Thieves steal hi-tech toilet

As public toilets have become hi-tech, it appears that they have become a target for criminals to point at.

Japan’s cops are hoping to flush out a group which has been on a roll stealing hi-tech toilets. Although the expensive loos have all the electronic gadgets on board, they do not have anything inside which allows them to raise the lid on the thefts.

In the latest case, a man living in the town of Fukuchiyamashi, Kyoto, called the police after he discovered that the light of a nearby parking lot had been vandalised with white spray paint. It was only when the cops arrived on the scene that they discovered the toilet had been stolen from a nearby park.

The thieves took the entire multi-function toilet, complete with its accompanying hand rails from the public restroom. Further investigations showed that the special washlet-style toilet seat and lid from another toilet were also missing. These don’t come cheap and the estimations are that the thieves had gotten away with over $3000 worth of gear. We guess this is bad for the local council’s bottom line as they are already having to paper the cracks during the recession.

Sankei News West said that it was rare that thieves take a whole loo, normally they are content to stuff it full of paper or write their names on the walls. But it is clear that those who nicked the loo wanted to pass it on.

It is not clear why anyone would poo-poo the idea that there is a movement against high-tech public loos, or a rage against the latrine,  but it is certain that at the moment the police have nothing to go on. 

Robot assisted doctors create legal questions

The future of robot surgery is becoming mired because the US legal system cannot work out who can be sued if something goes wrong or if doctors are getting enough training on the gear.

More than 2,500 da Vinci robots are at work in world hospitals and generally their work means less blood loss, smaller scars and quicker recovery time.

But there have been a few accidents. In 2007, surgeons in Aalst, Belgium, had a surgical robot’s arm broke off inside a patient with prostate cancer. The instrument was so badly bent it could not be removed through the original keyhole incision.

The firm that makes da Vinci, Intuitive Surgical, has attracted the attention of the US Food and Drug Administration (FDA) which is asking surgeons about the system.

There are 10 product liability lawsuits have been filed against da Vinci’s makers in the past 14 months.

The FDA wants to find out if the rise in reports is a true reflection of problems, or simply an increase due to other factors.

And this is the problem. If the robot is breaking, you sue Intuitive Surgical, if the problem is caused by a badly trained surgeon, you sue the hospital, if it is dodgy doctors playing with a patient like they are a computer game you sue them.

This question appears to be overtaking the more important fact that the robot aims to offer minimally invasive, highly accurate surgery with a human in control at all times.

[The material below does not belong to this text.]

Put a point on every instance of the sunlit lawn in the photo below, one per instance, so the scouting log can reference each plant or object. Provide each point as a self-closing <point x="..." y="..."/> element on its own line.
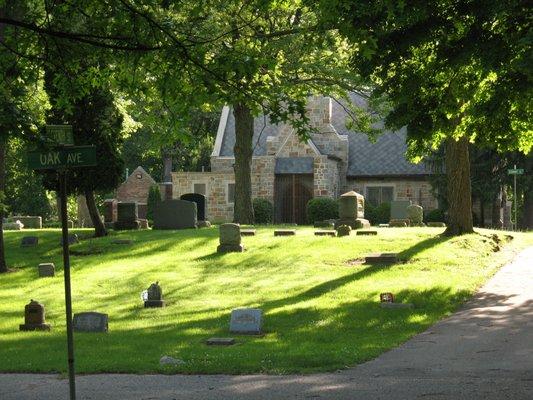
<point x="320" y="312"/>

The technology allows a surgeon to handle the instruments on the robot’s four arms from a console with a stereoscopic 3D view of the operation, magnified up to ten times.

But if the surgeon is not using the robot correctly, how does the insurance company prove that? If they sue the company, then that is hardly fair if the surgeon cocked up.

James Breeden, president of the American Congress of Obstetricians and Gynecologists told New Scientist that studies show there is a learning curve with new surgical technologies, during which there is an increased complication rate. Some surgeons only get two days’ training on da Vinci.